San Francisco artist seeks $2,200 painting given away without permission

San Francisco artist seeks $2,200 painting given away without permissionPhoto: Amos Goldbaum/Twitter
Teresa Hammerl
Published on May 27, 2020

Last month, Bernal Heights artist Amos Goldbaum painted one of his signature San Francisco street scenes to help brighten a boarded-up Mission shop.

A few weeks later, he auctioned it off for charity — raising $2,245 to support the SF-Marin Food Bank. 

But before he could ship off the painting to the winning donor, it was given away without his permission. Now, he's put out a call out to help get it back. 

The trouble started yesterday, when workers came to remove the plywood on clothing and gift shop The Woods (910 Valencia St., at 20th). For the past few weeks, Goldbaum's painting has been displayed there as part of a collaboration with Paint the Void, an organization that's sprung up to create murals on closed businesses around the Bay Area.
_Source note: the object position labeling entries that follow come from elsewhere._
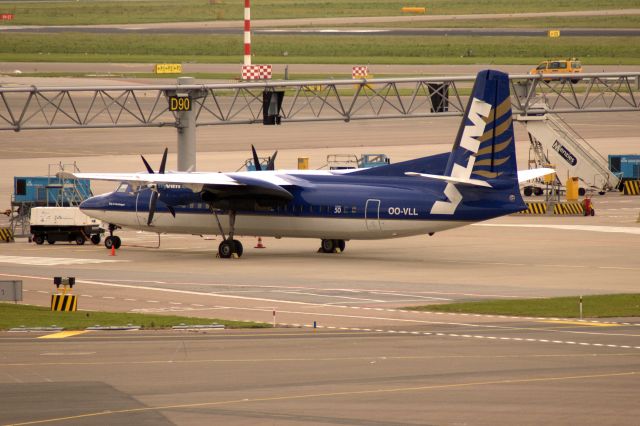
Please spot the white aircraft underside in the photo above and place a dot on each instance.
(277, 226)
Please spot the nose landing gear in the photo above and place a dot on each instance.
(112, 240)
(332, 246)
(228, 247)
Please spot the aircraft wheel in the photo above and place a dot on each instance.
(328, 246)
(225, 249)
(108, 242)
(238, 247)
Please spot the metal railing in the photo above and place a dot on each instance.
(25, 108)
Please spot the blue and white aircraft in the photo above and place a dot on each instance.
(476, 181)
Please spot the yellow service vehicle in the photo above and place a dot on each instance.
(559, 67)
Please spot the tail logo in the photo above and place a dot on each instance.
(478, 112)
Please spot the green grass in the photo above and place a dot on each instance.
(12, 315)
(69, 47)
(83, 12)
(600, 306)
(625, 21)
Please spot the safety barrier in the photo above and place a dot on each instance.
(61, 300)
(631, 187)
(6, 234)
(569, 209)
(64, 302)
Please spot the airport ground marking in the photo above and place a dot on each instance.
(467, 336)
(63, 334)
(52, 261)
(168, 290)
(335, 394)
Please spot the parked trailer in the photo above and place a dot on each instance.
(626, 167)
(68, 224)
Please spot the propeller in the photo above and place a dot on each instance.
(256, 161)
(154, 189)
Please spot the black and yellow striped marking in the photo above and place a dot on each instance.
(534, 208)
(64, 302)
(6, 235)
(566, 209)
(631, 187)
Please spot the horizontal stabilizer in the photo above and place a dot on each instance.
(451, 179)
(525, 175)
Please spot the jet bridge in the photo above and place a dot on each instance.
(555, 144)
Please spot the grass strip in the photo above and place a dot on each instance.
(12, 315)
(597, 306)
(86, 12)
(547, 23)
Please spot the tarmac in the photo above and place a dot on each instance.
(366, 362)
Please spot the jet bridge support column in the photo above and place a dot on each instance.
(187, 131)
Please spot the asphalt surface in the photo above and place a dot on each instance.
(292, 376)
(367, 362)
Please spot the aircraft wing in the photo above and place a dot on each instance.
(525, 175)
(472, 182)
(221, 184)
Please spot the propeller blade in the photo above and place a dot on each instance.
(163, 164)
(272, 162)
(146, 164)
(152, 207)
(256, 161)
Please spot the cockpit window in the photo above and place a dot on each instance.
(124, 188)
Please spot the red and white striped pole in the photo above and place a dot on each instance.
(247, 32)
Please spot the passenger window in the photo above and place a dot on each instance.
(124, 188)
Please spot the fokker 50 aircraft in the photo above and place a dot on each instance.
(476, 181)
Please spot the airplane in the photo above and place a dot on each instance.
(478, 180)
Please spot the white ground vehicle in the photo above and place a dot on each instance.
(69, 224)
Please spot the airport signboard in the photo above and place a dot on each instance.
(10, 291)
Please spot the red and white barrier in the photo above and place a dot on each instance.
(247, 32)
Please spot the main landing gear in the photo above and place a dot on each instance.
(332, 246)
(112, 240)
(229, 247)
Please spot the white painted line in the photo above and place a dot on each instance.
(52, 261)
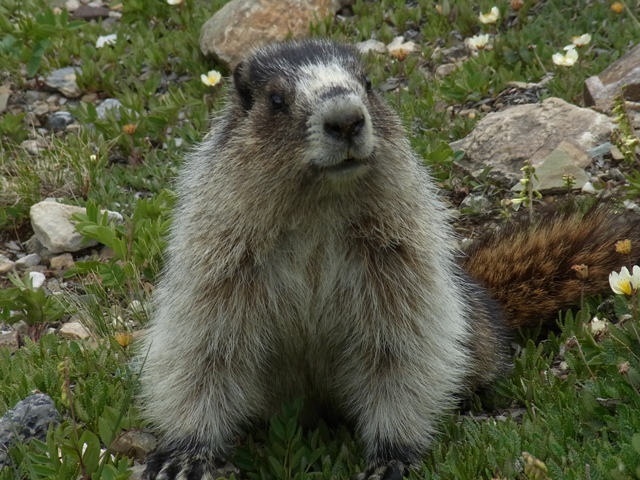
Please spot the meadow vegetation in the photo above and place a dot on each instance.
(570, 408)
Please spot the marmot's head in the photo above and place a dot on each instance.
(311, 103)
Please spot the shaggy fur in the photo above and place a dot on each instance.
(310, 255)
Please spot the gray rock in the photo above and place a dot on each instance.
(134, 444)
(30, 260)
(60, 262)
(10, 340)
(564, 160)
(6, 264)
(4, 99)
(623, 75)
(31, 147)
(589, 189)
(52, 225)
(74, 331)
(39, 108)
(243, 24)
(372, 45)
(108, 104)
(505, 140)
(64, 80)
(60, 120)
(29, 419)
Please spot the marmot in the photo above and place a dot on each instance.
(310, 255)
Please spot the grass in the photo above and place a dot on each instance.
(574, 394)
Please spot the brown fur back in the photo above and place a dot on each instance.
(528, 269)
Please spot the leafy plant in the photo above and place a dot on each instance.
(24, 302)
(137, 243)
As the workers took down The Woods' plywood, a passerby asked if she could have the canvas. Without realizing its value, one of the workers gave it to her. 
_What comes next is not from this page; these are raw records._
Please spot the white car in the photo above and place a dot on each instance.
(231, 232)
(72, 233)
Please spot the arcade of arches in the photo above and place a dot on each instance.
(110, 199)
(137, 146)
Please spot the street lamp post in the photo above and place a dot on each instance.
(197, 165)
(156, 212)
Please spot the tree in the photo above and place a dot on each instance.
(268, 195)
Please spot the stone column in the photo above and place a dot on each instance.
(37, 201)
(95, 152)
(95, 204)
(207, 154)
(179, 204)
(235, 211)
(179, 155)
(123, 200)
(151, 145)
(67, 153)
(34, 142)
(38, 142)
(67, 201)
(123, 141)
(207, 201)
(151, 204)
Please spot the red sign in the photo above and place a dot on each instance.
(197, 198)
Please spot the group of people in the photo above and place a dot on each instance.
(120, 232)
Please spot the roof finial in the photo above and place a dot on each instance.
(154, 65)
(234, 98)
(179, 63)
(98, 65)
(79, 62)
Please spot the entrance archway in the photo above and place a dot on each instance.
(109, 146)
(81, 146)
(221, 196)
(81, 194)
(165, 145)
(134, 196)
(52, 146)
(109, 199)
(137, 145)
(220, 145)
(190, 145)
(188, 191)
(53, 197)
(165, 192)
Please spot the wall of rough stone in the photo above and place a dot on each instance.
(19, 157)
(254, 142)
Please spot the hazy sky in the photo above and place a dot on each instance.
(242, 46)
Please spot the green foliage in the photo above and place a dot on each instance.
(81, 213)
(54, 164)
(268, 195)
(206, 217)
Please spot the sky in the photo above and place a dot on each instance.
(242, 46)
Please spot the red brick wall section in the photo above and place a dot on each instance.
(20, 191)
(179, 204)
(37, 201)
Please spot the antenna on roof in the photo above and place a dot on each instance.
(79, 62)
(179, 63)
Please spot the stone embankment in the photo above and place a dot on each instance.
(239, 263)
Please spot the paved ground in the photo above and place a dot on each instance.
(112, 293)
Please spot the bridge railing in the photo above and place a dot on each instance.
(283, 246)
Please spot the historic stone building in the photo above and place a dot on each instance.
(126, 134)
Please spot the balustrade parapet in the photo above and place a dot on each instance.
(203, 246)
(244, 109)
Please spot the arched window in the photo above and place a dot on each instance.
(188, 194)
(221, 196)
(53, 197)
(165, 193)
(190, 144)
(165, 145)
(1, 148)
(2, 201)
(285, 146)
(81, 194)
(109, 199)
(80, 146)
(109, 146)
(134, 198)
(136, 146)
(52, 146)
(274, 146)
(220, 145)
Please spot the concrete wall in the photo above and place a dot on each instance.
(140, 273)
"It was a miscommunication," Goldbaum said, adding that he planned to take the canvas down himself today. He said the mishap was especially ironic because he'd been worried about the painting being stolen or tagged for the weeks it was on display, which didn't come to pass.

Goldbaum has already given the winning bidder's donation to the Food Bank, and is concerned that they won't get the painting in return. 

But he also emphasized that the issue wasn't the result of "anything malicious." The unintentional giftee was described to him as a mother with a child, who walked by The Woods after visiting neighboring Smitten Ice Cream. 

A "missing painting" sign now hangs in The Woods' window, in hopes that the painting's accidental owner will bring it back. Goldbaum is also offering a reward for its return: a smaller print of the same piece, which he's selling on his website. (100% of the proceeds go to the food bank.)

In the event the painting never comes back, Goldbaum says he'll paint the donor a new one. "It's not the end of the world," he said.

Nonetheless, he's sad that it's gone missing, because it represents a part of his own pandemic story.

The art depicts Newburg Street in Noe Valley, which he's visited several times on shelter-in-place strolls. ("I've been going on a lot of walks," he said.)

Photo: Amos Goldbaum/Twitter

The piece has an Easter egg: a coyote, which appears in front of the houses as a reference to the species' local resurgence while humans stay inside.

"It's emblematic of how the city has changed," he said. "People are seeing the city in a new way."